Transformation of the stageplay [by Robert Morley and Noel Langley] to the screen has widened the appeal of the original and given it the impetus of movement. There is never any doubt that Edward, son of the Boults, is a spoiled child as his parents rise in the social strata. Arnold Boult is the proud father whose conception of love for his offspring is to anticipate his every wish.
Into the main theme is delicately woven the estrangement between Arnold and Evelyn Boult. When the picture first opens they are seen in modest surroundings and ideally happy. But as Arnold prospers, through shady methods the drift is complete. Although caught in an affair with his secretary, Arnold refuses a divorce, as it may interfere with his ambitious plans.

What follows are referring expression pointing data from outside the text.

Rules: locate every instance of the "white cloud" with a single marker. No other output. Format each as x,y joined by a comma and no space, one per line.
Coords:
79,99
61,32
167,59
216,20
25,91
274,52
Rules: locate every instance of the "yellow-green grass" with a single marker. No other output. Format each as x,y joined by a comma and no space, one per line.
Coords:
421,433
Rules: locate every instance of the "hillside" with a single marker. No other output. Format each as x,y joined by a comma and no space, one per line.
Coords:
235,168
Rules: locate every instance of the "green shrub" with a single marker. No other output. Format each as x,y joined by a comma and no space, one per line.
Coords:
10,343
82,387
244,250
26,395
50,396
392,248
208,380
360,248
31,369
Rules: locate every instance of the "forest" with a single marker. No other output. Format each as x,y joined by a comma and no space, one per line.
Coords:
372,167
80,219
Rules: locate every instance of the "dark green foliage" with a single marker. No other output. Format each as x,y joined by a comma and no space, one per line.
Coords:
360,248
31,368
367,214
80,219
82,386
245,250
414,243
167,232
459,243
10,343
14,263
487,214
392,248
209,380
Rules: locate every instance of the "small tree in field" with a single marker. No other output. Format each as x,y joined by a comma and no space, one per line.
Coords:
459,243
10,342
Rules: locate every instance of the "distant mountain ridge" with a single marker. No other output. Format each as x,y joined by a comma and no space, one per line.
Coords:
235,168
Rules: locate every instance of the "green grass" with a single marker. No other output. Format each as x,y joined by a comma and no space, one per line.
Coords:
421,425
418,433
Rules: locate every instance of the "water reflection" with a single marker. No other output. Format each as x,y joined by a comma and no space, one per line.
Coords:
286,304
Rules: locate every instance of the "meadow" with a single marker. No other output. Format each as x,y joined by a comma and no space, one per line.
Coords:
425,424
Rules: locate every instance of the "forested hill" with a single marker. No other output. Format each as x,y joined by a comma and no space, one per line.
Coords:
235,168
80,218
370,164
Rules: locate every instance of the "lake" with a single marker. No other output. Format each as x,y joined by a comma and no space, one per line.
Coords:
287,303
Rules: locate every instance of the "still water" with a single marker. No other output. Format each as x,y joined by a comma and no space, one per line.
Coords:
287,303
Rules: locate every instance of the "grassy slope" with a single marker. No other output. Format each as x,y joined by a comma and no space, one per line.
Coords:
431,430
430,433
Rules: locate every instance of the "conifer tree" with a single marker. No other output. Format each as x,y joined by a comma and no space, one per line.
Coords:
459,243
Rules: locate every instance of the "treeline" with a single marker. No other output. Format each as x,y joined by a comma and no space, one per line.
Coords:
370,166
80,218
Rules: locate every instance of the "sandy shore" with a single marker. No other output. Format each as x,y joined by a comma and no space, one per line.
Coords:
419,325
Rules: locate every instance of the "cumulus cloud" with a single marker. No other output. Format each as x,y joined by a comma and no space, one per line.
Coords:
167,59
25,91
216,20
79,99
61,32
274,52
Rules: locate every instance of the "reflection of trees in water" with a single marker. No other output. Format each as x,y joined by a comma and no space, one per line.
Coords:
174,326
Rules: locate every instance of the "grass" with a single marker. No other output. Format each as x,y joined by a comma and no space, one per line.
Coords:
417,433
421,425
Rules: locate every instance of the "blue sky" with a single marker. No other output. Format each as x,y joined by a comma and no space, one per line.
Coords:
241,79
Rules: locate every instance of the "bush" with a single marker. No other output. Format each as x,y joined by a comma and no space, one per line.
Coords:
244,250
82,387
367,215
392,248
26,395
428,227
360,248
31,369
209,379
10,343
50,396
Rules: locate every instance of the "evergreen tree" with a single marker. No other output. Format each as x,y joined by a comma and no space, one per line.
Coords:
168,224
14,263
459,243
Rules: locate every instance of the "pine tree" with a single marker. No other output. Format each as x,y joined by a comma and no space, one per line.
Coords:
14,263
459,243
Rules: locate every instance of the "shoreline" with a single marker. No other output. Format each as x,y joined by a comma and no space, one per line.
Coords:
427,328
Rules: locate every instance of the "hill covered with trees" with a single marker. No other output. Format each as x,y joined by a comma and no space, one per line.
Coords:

Skillful direction has brought this play to the screen with full dramatic force. There is no letup in its intensity and it moves surely and swiftly from one dramatic phase to another. Spencer Tracy as Arnold Boult dominates the screen with a forceful portrayal of the ambitious man who allowed nothing to stand in the way of his determination to reach the top rung of the ladder.
Deborah Kerr displays remarkable ability in transforming the character of Evelyn from the demure happy young women to the embittered, drunken and miserable wife. Ian Hunter gives a warm, understanding study of the family doctor, who is unable to hide his love for Mrs Boult.